Jazz trios don't usually sound this full and open. I think about my favorite trio albums such as Sonny Rollins' Way Out West and how these albums always do such a superior job of isolating what each member of the trio is doing and how each contributes to the whole. Even so, there are a lot of empty spaces in jazz trios, which is certainly not a bad thing. It just is.
The OKB Trio sounds a little too full and warm at first, as if these three musicians--pianist Oscar Perez (the O), bassist Kuriko Tsugawa (the K) and drummer Brian Woodruff (the B)--aren't really a trio after all. They sound a lot bigger at first, and that's mostly because there is this fluid warmth that defines the way they play together, interlocking ideas that fill in the gaps. There's a point, obviously, where your mind is able to organize each musician's space and conclude that this is an unfettered trio with no tricks up anyone's sleeves. It's tough for a contemporary jazz trio to distinguish themselves so clearly from similar ensembles, but OKB manages to do it quite easily.
OKB was born in 2010, when Woodruff played a run at Blackbird's in Queens and was able to book different musicians each week. One June evening Tsugawa and Perez jumped on stage. By the end of the night, all three had a drink together to celebrate their extraordinary synergy. Tsugawa declared, "I always want to play with this trio." Listening to this mix of original and standards, it's easy to understand why. Again, this trio sound sounds incredibly fluid in an entirely intuitive way, and that comes from pure unadulterated chemistry. Whether they're playing from the GAS (Ahlert and Young's "I'm Going to Sit Right and Write Myself a Letter") or taking turns with their own compositions (each submit two), they get it down like no one else.
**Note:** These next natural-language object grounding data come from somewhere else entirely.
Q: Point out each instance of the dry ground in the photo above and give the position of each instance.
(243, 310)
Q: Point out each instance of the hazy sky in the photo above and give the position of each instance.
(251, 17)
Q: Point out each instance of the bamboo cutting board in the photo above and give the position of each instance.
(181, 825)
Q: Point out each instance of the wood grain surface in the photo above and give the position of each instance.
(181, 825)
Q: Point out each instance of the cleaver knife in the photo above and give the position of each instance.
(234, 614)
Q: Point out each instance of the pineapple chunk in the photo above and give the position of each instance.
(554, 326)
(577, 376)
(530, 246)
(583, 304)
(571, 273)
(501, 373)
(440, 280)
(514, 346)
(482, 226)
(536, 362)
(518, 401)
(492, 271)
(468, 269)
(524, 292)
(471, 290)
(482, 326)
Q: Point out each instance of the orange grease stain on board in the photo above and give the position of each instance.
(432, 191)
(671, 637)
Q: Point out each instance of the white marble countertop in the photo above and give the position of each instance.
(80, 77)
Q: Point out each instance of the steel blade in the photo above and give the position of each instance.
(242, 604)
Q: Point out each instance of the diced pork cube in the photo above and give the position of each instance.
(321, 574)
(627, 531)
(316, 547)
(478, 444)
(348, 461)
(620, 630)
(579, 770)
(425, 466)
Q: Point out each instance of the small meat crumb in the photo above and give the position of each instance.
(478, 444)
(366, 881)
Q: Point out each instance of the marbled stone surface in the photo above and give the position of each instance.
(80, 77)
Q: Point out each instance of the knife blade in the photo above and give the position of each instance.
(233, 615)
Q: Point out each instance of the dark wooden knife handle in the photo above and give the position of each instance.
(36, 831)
The Ing... is special in another way. It is the very first performance recorded at Big Orange Sheep, a new studio that was built by many in the Queens jazz community including Woodruff, Perez and Tsugawa's husband. The warmth I describe is partially due to this space, which was built as a true labor of love. Woodruff produced the album, and Chris Benham, the owner of Big Orange Sheep, recorded and mixed and mastered the album. So there's something quite special about this inaugural offering, a combination of community love and support and getting everything right by doing it yourself. It shows in every note of this excellent album.